Neste domingo (22), o boa noite direcionado a Lula foi diferente. Ao invés do já tradicional ato inter-religioso, foi realizada uma mística em homenagem aos 100 anos de Nelson Mandela e aos 107 dias da Vigília Lula Livre e da prisão política do ex-presidente.
No chão, os dizeres “Vigília Lula Livre é quilombo” foram escritos com sal e depois inflamados com álcool, simbolizando a resistência dos dois líderes. Manifestantes de movimentos populares ditavam palavras como “liberdade”, “justiça” e “força” em formato de jogral, para que Lula pudesse ouvi-las.
Mandela
Nelson Mandela, símbolo mundial da luta antirracista e por liberdade para seu povo, foi o primeiro presidente negro da África do Sul, depois de ter sido condenado à prisão perpétua e permanecido recluso por 27 anos, em decorrência da acusação de traição ao regime segregacionista do Apartheid, vigente no país por 46 anos.

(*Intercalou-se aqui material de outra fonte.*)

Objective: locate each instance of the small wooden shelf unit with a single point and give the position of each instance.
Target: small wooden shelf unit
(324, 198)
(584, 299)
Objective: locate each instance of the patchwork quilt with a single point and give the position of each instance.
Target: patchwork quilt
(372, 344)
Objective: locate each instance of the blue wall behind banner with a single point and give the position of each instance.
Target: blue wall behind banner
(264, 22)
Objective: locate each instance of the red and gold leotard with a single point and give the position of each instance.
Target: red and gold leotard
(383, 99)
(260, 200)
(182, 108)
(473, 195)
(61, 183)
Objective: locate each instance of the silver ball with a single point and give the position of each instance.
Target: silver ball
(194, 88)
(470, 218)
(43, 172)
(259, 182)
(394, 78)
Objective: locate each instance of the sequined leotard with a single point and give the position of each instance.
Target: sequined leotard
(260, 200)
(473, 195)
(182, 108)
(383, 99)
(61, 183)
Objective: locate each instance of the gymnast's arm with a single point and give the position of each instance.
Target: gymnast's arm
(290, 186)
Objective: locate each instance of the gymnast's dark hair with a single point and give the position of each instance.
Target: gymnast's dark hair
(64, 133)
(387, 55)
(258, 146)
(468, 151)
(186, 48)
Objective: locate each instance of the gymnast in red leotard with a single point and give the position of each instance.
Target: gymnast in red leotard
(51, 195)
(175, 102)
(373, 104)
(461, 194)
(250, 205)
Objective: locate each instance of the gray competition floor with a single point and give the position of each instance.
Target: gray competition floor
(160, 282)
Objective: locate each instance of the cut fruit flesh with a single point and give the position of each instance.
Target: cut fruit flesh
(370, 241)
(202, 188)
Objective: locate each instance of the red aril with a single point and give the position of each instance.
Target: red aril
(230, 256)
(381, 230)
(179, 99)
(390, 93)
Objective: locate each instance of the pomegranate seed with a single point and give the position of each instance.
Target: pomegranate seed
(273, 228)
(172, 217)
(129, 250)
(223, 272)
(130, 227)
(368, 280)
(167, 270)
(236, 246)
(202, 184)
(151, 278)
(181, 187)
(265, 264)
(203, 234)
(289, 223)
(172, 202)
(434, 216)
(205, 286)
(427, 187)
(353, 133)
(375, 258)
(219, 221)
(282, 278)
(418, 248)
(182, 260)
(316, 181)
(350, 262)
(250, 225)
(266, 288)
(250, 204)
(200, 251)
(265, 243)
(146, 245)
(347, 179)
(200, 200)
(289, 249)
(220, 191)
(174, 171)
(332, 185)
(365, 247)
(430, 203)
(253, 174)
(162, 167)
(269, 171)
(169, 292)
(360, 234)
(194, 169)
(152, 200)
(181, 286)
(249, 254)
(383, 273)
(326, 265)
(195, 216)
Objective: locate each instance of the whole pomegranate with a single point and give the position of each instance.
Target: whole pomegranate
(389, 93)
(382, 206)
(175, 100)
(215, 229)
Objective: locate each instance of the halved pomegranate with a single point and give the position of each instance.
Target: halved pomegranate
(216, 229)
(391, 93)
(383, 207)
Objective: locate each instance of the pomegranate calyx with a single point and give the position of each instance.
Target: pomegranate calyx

O regime, instaurado em 1948, era baseado no conceito de que, caso houvesse integração racial, haveria perdas de personalidade para todas as etnias. As leis eram racistas e proibiam, por exemplo, a relação sexual e casamento entre pessoas de grupos étnicos distintos. A Lei de Terra Nativas garantia que 92,5% das terras fossem destinadas à população branca, que compunha dois quintos do povo sul-africano. Aos negros, que compunham dois terços do contingente populacional, a lei destinava o acesso a 7,5% do território.
Em 1950, foi sancionada a Lei de Supressão ao Comunismo, que colocou diversas organizações de combate e oposição ao Apartheid na clandestinidade. Dentre elas, o Congresso Nacional Africano (CNA), da qual Mandela fazia parte.
Florestan Fernandes
Para Ana Carolina Dartora, professora e pesquisadora na área da educação, O Brasil se descobriu um país racista graças à África do Sul. “Sempre houve o mito da democracia racial e a ONU delegou a Florestan Fernandes que fizesse um estudo sociológico que demonstrasse que era possível que relações pacíficas inter-raciais fossem possíveis, pensando em demonstra-las à África do Sul, que na época vivia sob o regime do Apartheid”, explica.
O Sociólogo, na década de 1950, descobriu durante seus estudos encomendados pela UNESCO, que as relações sociais no Brasil se compunham, na verdade, em questões de raça e classe. “Isso ajudou a tirar o véu de paz racial que envolvia o Brasil”, completa.
Segundo Ana Carolina, a primeira mudança real de postura quanto a esta realidade foi mantida pelos governos de Lula e Dilma, que sancionaram uma série de leis que promoviam o acesso da população negra e pobre a bens de consumo e à educação superior. “Com cotas nas universidades, estima-se que a diferença de igualdade entre negros e brancos seja de 20 anos. Sem cotas, esse número era 100 anos”, pontua a professora. Ela afirma ainda que esse é um dos maiores legados dos governos do PT à população negra, juntamente com a sensação de pertencimento da qual a população negra desfruta hoje no Brasil, a partir de leis que incluem a África no currículo escolar obrigatoriamente.
Foi também durante esse período que o Brasil estabeleceu relações econômicas e diplomáticas com o país natal de Mandela, com a criação do BRICS, bloco de comércio entre Brasil, Rússia, Índia, China e África do Sul.
Ações como estas destacaram o Brasil internacionalmente, aumentando sua referência externa e soberania nacional interna, numa postura descrita pelo próprio Lula como “ativa e altiva”.
Nelson Mandela, após assumir a presidência de seu país, também se preocupou com ações afirmativas e se usou de muitos símbolos para a reconciliação nacional, como o rugby, esporte que é paixão nacional na África do Sul e que passou a ter uma seleção mais igualitária, como descrito no filme “Invictus”.
Com isso, a nação sul-africana, que já acumulava sanções econômicas de muitos países por conta do seu regime racista, recuperou sua imagem internacional depois que elegeu Mandela democraticamente. Em suas palavras: “Parece impossível, até estar feito”.